Rechtbank Noord-Holland

Datum uitspraak
24 augustus 2021
Publicatiedatum
23 augustus 2021
Zaaknummer
C/15/316253 / FA RK 21-2329
Instantie
Rechtbank Noord-Holland
Type
Uitspraak
Rechtsgebied
Civiel recht; Personen- en familierecht
Procedures
  • Eerste aanleg - enkelvoudig
Rechters
Vindplaatsen
  • Rechtspraak.nl
AI samenvatting door LexboostAutomatisch gegenereerd

Afwijzing verzoek om vervangende toestemming voor verhuizing van een minderjarige

In deze zaak heeft de rechtbank Noord-Holland op 24 augustus 2021 uitspraak gedaan in een verzoek van de moeder om vervangende toestemming te verlenen voor verhuizing met haar minderjarige kind naar een andere plaats. De moeder, bijgestaan door haar advocaat mr. M.A.M. Ansink, verzocht om toestemming om met haar kind naar [plaats] te verhuizen en hem in te schrijven op een basisschool aldaar. De vader, vertegenwoordigd door mr. B. Beekman, verzet zich tegen deze verhuizing, stellende dat dit niet in het belang van het kind is en dat het de bestaande zorgregeling ernstig zou verstoren.
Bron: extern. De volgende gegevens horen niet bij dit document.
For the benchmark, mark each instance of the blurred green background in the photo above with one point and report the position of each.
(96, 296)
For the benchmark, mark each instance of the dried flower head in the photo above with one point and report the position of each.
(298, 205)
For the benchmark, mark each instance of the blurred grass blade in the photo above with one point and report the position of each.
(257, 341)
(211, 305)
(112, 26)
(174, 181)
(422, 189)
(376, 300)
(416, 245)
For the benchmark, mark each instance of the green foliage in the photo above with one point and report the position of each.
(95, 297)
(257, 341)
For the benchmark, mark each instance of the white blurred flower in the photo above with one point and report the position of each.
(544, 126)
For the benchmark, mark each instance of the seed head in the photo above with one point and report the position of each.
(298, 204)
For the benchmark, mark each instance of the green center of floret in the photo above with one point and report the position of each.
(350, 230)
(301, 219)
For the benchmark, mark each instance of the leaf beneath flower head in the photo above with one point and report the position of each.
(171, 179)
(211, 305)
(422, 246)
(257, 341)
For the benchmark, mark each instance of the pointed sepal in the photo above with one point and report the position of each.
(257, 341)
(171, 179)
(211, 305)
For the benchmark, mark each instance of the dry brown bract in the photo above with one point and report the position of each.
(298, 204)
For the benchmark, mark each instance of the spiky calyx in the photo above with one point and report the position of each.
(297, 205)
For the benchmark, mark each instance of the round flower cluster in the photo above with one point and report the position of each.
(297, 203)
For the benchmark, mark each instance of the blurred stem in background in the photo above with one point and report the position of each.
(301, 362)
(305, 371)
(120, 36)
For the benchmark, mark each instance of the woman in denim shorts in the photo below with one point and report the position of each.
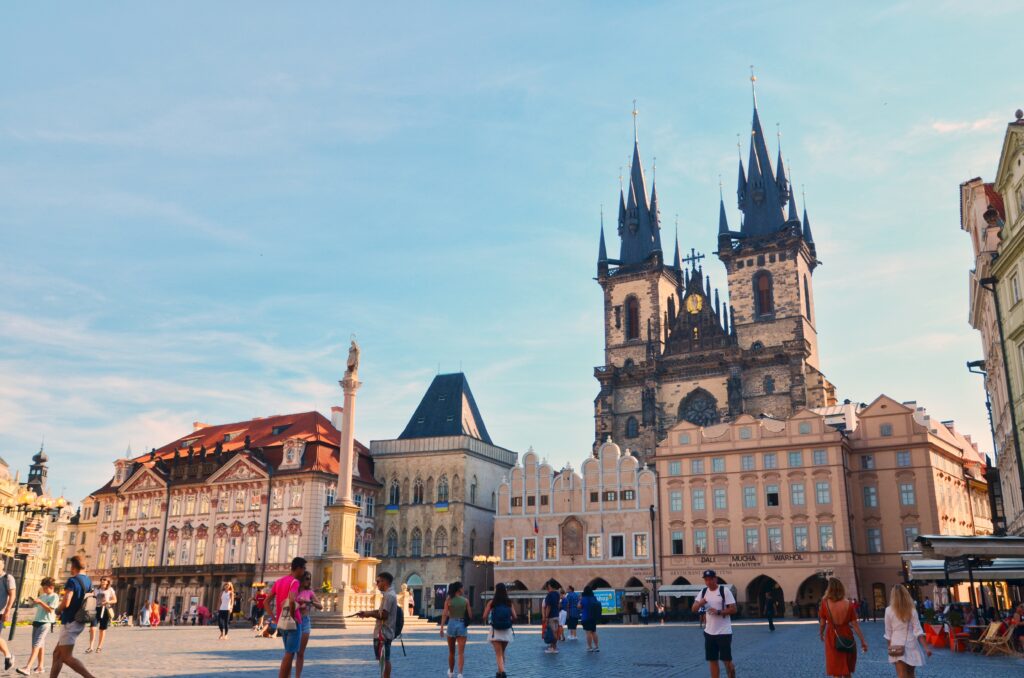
(456, 616)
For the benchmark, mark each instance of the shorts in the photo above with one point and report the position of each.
(718, 647)
(291, 640)
(70, 633)
(382, 645)
(39, 630)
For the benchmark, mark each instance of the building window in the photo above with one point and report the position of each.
(873, 540)
(632, 318)
(764, 303)
(909, 537)
(677, 543)
(826, 538)
(774, 539)
(700, 541)
(752, 539)
(797, 494)
(800, 539)
(721, 540)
De rechtbank heeft de feiten en omstandigheden van de zaak zorgvuldig afgewogen. De ouders zijn gezamenlijk belast met het gezag over hun minderjarige kind, dat bij de moeder woont. De rechtbank heeft vastgesteld dat de verhuizing een aanzienlijke impact zou hebben op de zorgregeling en het contact tussen het kind en de vader. De afstand van 125 kilometer zou de uitvoering van de zorgregeling bemoeilijken en de mogelijkheid voor de vader om betrokken te blijven in het leven van zijn kind aanzienlijk verminderen.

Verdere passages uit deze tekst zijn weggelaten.